Which Lawyers Can Be Trusted?

The longer I practice, the clearer it becomes to me that there are, in effect, two types of lawyers: ones you can trust and ones who do not know how to be trusted. In other words, can the lawyer achieve a trust-based relationship wherein he or she provides strategic advice that effectively and beneficially influences the decisions a client must make?

Trust is at the heart of every good relationship. For a lawyer, it is the central ingredient that ties them to their clients and proves they provide advice worthy of payment. But as law firms continue to merge and grow into national, regional and global-sized businesses with hundreds—if not thousands—of lawyers, it seems the traditional role of the lawyer as a trusted advisor has been eroded.

Moreover, with the advent of technology, the proliferation of legal outsource providers and cheaper alternatives to traditional legal service offerings emerging, discovering a trusted advisor is more difficult, yet important, than ever. We are all subject to being replaced by a database if data is all there is, but you cannot outsource relationships. We are infinitely far from replacing the nuances that come from discussing a difficult matter with a trusted advisor.

If lawyers are building trust-based relationships with clients, what are they doing to achieve such a respected position in the eyes of their clients? If they are not, what are they doing to prevent those relationships from developing? Becoming a trusted advisor starts with understanding that a professional’s place in the world cannot be guaranteed by their expertise alone. Many attorneys operate from the mistaken belief that the scarce resource they offer their clients is expertise. In fact, the scarce resource is the relationship and expertise is best thought of as a necessary, but not a sufficient, condition.

The following distinguishing characteristics are those that reside in an attorney who is truly a trusted advisor:

  • Provides more value than is asked for.
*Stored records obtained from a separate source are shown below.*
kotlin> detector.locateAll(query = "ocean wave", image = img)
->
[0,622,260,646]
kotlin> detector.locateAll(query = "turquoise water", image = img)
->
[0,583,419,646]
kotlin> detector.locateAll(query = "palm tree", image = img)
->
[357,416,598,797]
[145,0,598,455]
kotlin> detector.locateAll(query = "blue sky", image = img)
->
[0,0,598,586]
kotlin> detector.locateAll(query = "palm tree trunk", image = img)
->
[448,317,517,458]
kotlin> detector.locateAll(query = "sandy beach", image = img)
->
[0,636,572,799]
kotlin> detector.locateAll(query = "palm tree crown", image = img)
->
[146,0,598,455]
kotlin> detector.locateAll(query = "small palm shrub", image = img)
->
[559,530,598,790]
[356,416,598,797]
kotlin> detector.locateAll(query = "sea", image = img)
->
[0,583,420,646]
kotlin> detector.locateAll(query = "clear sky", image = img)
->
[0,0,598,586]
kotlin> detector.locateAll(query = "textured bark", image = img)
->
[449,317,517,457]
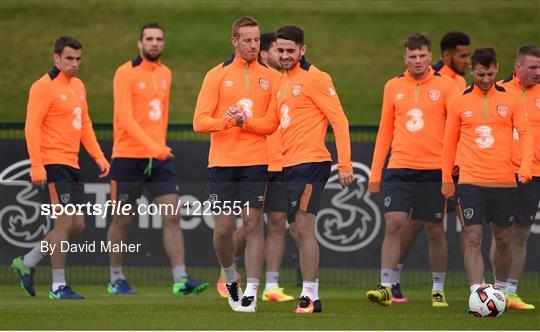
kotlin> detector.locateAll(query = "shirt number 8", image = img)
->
[72,106,82,130]
[474,126,495,150]
[406,108,424,133]
[148,99,161,121]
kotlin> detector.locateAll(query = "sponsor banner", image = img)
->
[0,140,540,270]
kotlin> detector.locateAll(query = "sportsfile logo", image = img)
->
[315,162,381,252]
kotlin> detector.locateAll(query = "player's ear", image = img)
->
[53,53,60,65]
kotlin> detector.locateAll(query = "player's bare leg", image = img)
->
[212,214,242,311]
[289,210,319,313]
[463,225,484,286]
[238,208,264,312]
[392,220,424,302]
[262,212,294,302]
[426,222,448,308]
[366,212,409,306]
If price is the true differentiator, then the client is not looking for a trusted advisor but rather a technician.
  • Does not simply tell the client what they want to hear, but the good, the bad and the ugly of a situation.
  • Gives advice to avoid the worst-case situation; but can also help a client understand not only what could happen but what is likely to happen.
  • Puts himself or herself in the client’s shoes by taking the time to understand the client’s business, culture, constraints and realities.
  • Acts as a business partner with well thought out advice grounded in deep expertise and best practices, and is able to put on a business hat. Too many lawyers are more concerned about their firm’s best interest than in determining what is truly in the client’s best interest.
  • Provides quick responses to requests and explains things clearly; overcoming the adage that attorneys and strategy do not mix.
  • Demonstrates a greater desire in helping than in making money by treating a valued client as a high priority.